About 10 or 12 years ago, I began to be acutely aware of generally bad behavior and attitudes among my students that hadn’t been there 10 years earlier: More lax class attendance and general unpreparedness, a rising sense of (unwarranted) entitlement to a high grade, increasing demands for unreasonable accommodation, a growing unwillingness to study for the class (or read the textbook), a decreased understanding of what constitutes cheating, ever more (and sometimes ingenious) attempts to cheat or manipulate or “game” the system, and a higher sense of “outrage” when they are caught or refused.
About then, I started distributing a short article titled Making Ethical Decisions from the Josephson Institute of Ethics to every one of my classes. I did not test them on it but I figured it could help some students be aware of the problem. I was not surprised when I saw no discernible difference in their collective behavior.
About five years ago, I started the research that eventually led to an online article on ethics. By the time I finished most of the preliminary research, I was astonished at the breadth and depth of unethical behavior in the schools and in business and in ordinary social life. Frankly, looking back, I should not have been surprised. I saw many hints of bad faith behavior in my adult experience but I ignored them for anything more than just individual incidents and personalities or outlier events.
On the other hand, I did notice that I seemed to have more than my share of these bad faith situations happen to me than to other people, but I put aside the observation as silly paranoia. Two unrelated events of my life in the late 1990s forced me to reevaluate my opinion that it was mere paranoia. But that is a topic for another day. In the meantime, back to the present topic.

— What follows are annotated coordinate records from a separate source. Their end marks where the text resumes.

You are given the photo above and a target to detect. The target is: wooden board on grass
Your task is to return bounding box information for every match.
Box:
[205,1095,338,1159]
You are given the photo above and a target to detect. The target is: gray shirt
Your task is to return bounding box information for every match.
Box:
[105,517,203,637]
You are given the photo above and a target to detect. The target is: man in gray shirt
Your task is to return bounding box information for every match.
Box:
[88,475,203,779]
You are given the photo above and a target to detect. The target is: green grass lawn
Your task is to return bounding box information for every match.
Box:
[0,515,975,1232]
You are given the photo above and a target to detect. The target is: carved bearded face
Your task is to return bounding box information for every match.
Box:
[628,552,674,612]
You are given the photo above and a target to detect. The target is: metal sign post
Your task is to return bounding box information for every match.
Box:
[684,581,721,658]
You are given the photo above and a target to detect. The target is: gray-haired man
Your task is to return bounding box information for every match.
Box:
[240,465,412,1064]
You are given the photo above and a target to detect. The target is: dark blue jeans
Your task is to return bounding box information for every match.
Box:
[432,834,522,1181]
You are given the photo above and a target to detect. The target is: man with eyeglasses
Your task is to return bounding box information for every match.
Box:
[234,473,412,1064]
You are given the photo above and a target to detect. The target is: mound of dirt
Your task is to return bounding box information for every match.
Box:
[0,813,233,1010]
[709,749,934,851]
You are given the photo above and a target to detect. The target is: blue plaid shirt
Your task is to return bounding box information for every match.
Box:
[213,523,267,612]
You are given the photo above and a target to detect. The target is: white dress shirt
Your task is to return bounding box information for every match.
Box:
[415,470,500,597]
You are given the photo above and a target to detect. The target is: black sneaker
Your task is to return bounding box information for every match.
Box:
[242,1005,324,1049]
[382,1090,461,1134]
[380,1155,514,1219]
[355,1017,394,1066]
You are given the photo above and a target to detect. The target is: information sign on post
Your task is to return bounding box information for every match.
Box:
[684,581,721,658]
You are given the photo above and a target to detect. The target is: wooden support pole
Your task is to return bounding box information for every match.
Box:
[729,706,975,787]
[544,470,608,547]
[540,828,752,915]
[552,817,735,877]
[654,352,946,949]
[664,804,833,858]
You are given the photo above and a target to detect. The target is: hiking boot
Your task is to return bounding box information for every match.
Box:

After I decided to expand the scope of the article to include these nonacademic categories, it became quite clear I had far too big a project for the time allotted. Forced to limit the topic to what I consider the four most basic aspects of ethics, not lying, not stealing, not cheating, and following the Golden Rule, the result is still some 60 pages long. The article, titled On Being Ethical, can be found at http://www.sfjohnson.com/acad/ethics/Ethics.htm.
I learned a lot in preparing for the article. Many things I already knew intuitively were ethical (and personally practiced) but could not state precisely. Other things seemed new to me, but nevertheless I happened to be doing without realizing. A few were new points to me about which I discovered I was grossly guilty. And some things I already knew but was astonished to find out that most others did not know.
Future entries will be dealing with one small chunk of the article at a time. In the meantime, if you’ve got absolutely nothing better to do, slog your way through the article. You may be as surprised as I was at what you learn.